In the Daytona 500 auto race, a Ford Thunderbird and a Mercedes Benz are moving side by side down a straightaway at 71.0 m/s. The driver of the Thunderbird realizes that she must make a pit stop, and she smoothly slows to a stop over a distance of 250 m. She spends 5.00 s in the pit and then accelerates out, reaching her previous speed of 71.0 m/s after a distance of 300 m. At this point how far has the Thunderbird fallen behind the Mercedes Benz, which has continued at a constant speed?
v^2 = 2as
71^2 = 500a
a = -10 m/s^2
t1 = 71/10 = 7.1s to stop
Now work the same magic with s=300 to find the time t3 to accelerate, then add the three times together
The Benz has gone x = 71.0 (t1+5+t3) meters
so the T-bird is x-(250+300) meters behind
time to slow down:
Vi = 71.0 m/s
average speed during slowing = 71/2 = 35.5 m/s
250 = 35.5 t
t = 7.04 seconds to stop
T now at 250 meters
M now at 7.04*71 = 500 meters (twice as fast of course)
after 5 second stop
T still at 250 meters
M now at 500 + 5*71 = 855 meters
now T 300 meters at 35.5 m/s again so 300/35.5 = 8.45 s
T now at 250 + 300 = 550 meters
M now at 855 + 8.45*71 = 1455 meters
1455 - 550 = ?
Thanks so much!!!!!
To calculate how far the Thunderbird has fallen behind the Mercedes Benz, we need to find the distance traveled by both vehicles during the time the Thunderbird spends in the pit.
First, let's calculate the time it takes for the Thunderbird to slow down and stop. We know the initial speed (71.0 m/s) and the distance traveled during this deceleration (250 m). We can use the formula:
v^2 = u^2 + 2as
Where:
v = final velocity (0 m/s as the Thunderbird stops)

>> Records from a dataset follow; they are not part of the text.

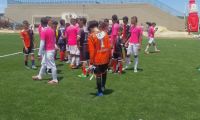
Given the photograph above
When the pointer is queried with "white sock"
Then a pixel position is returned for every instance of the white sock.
(128, 61)
(155, 48)
(77, 60)
(73, 59)
(136, 63)
(42, 71)
(69, 58)
(54, 74)
(147, 48)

u = initial velocity (71.0 m/s)
a = acceleration (unknown)
s = distance (250 m)
Rearranging the formula to solve for acceleration:
a = (v^2 - u^2) / (2s)
Plugging in the values:
a = (0^2 - 71.0^2) / (2 * 250)
Calculating the acceleration (a):
a = -2548 m/s^2 (negative because it is deceleration)
Now we can use the acceleration (a) and distance (300 m) to find the time it takes for the Thunderbird to accelerate back to 71.0 m/s using the formula:
v = u + at
Where:
v = final velocity (71.0 m/s)
u = initial velocity (0 m/s as the Thunderbird starts from a stop)
a = acceleration (-2548 m/s^2)
t = time (unknown)
Rearranging the formula to solve for time:
t = (v - u) / a
Plugging in the values:
t = (71.0 - 0) / (-2548)
Calculating the time (t):
t ≈ -0.028 s (negative because the time is measured backward from the end point to the starting point)
Now, we can add the time spent in the pit (5.00 s) to the time required for acceleration (-0.028 s) to find the total time the Thunderbird is behind the Mercedes Benz:
Total Time = Time in Pit + Time for Acceleration
Total Time = 5.00 s + (-0.028 s)
Calculating the total time:
Total Time ≈ 4.97 s
Finally, we can find the distance the Mercedes Benz has traveled during this time by multiplying its constant speed (71.0 m/s) by the total time:
Distance = Speed * Time
Distance = 71.0 m/s * 4.97 s
Calculating the distance:
Distance ≈ 353.87 m
Therefore, the Thunderbird has fallen behind the Mercedes Benz by approximately 353.87 meters.